夏琰知道父亲一片苦心,但他也能看到兄长眉目间的疲倦。

长安的秋来的很快,前一日,还是日光灼灼。后一日,就是寒风瑟瑟。夏琰晨起,推窗一看,见到这年第一片落下的枯叶。

他怅然若失,想:“今日无论如何都要去东宫。”

结果人到了,却被告知太子殿下有事外出。因他自幼与太子交好,东宫的掌事太监还额外加了句:“听闻是又去会那伙儿燕人了。”

夏琰眼皮一跳。他想起兄长先前说过的话。燕国来使不是空手进长安的,他们还带了乐伎舞娘,说要献给大夏天子。私下里,他们又说,想往平康一观。平康即教坊,说得好听些,里面是吹拉弹唱,歌舞升平。说得难听些,就是做皮肉生意的地方。

当然,真正正经清白的乐坊不是没有。哪怕是平日最自诩清高的书生,也愿意去此类乐坊听听歌、看看舞。但更多时候,官场诸人不过是拿此类乐坊给私下里的龌龊营生打掩护。

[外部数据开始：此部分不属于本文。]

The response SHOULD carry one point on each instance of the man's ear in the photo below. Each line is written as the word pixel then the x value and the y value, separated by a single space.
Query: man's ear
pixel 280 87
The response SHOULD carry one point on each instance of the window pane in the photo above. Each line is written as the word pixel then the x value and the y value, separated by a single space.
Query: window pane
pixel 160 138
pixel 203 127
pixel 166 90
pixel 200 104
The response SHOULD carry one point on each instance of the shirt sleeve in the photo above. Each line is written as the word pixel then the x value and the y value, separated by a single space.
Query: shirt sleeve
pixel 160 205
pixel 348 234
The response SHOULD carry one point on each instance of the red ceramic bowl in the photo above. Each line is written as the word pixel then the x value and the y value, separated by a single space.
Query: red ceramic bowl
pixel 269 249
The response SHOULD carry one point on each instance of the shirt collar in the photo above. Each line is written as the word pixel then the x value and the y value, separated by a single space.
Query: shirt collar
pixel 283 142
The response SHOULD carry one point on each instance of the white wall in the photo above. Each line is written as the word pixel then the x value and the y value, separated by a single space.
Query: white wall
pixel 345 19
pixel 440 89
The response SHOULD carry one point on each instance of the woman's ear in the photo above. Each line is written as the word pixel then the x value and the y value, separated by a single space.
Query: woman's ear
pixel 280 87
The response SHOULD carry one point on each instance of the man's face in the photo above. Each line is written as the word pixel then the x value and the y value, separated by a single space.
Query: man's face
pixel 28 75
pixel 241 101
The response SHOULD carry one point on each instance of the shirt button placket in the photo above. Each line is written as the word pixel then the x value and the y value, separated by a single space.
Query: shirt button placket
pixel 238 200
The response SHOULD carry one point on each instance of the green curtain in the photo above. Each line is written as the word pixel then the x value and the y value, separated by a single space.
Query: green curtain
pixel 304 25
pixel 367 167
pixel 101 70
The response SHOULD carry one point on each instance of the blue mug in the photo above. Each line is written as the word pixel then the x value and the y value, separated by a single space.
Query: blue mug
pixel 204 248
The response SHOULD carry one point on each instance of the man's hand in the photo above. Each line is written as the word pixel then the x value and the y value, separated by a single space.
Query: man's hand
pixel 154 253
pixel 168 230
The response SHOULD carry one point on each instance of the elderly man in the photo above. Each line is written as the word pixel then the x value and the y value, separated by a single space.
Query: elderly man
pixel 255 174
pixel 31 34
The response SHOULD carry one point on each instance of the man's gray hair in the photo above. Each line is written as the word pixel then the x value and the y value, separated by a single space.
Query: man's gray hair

燕使说,他们想看看大夏的歌舞,知晓两国在此类风月上有何不同。

前几日,夏瑜曾给夏琰讲:“——这群人私下与夏瑖有往来,或许是别有主意。阿琰,一切留心。”

念头转了几圈,夏琰出宫,却未回自己的皇子府。他寻了处酒楼,登高喝酒。

喝到一半,遇上几个年轻的世家公子。年少的时候,大伙儿曾在一块儿读书。此刻见了夏琰,有人上来询问,待会儿是否要去平康。还说近些日子,平康某家多了个貌美的琴女。

夏琰原本不欲答应。但又有一世家公子说:“听闻二殿下倒是十分欣赏那位琴女。”

夏琰:“……”

时人多爱风流韵事,更爱让这些风流韵事与天家挂钩。早些年,嘉正帝尚年轻力壮,也曾是此类故事的主角。只是看客大多只见得到故事的开始与高潮,见不到红颜香消玉损的凄凉时刻。

哪怕是二皇子与琴女交好,只要两人一直“相敬如宾”,这就算一桩美谈。

听到这里,夏琰鬼使神差地点头。

一行人去了平康,世家公子大多从容。有人悄然看一眼夏琰,再向教坊中人介绍:“这位六郎可是贵客,要好好招待,懂否?”

夏琰只端坐远处,慢慢喝酒。

很快,有人对夏琰道:“殿下,那位就是与二殿下交好的琴女。”

夏琰抬头,见到妙龄女郎怀抱古琴,缓缓走来。她拨弄琴弦,声音的确动听。但落在夏琰耳中,却算不上什么。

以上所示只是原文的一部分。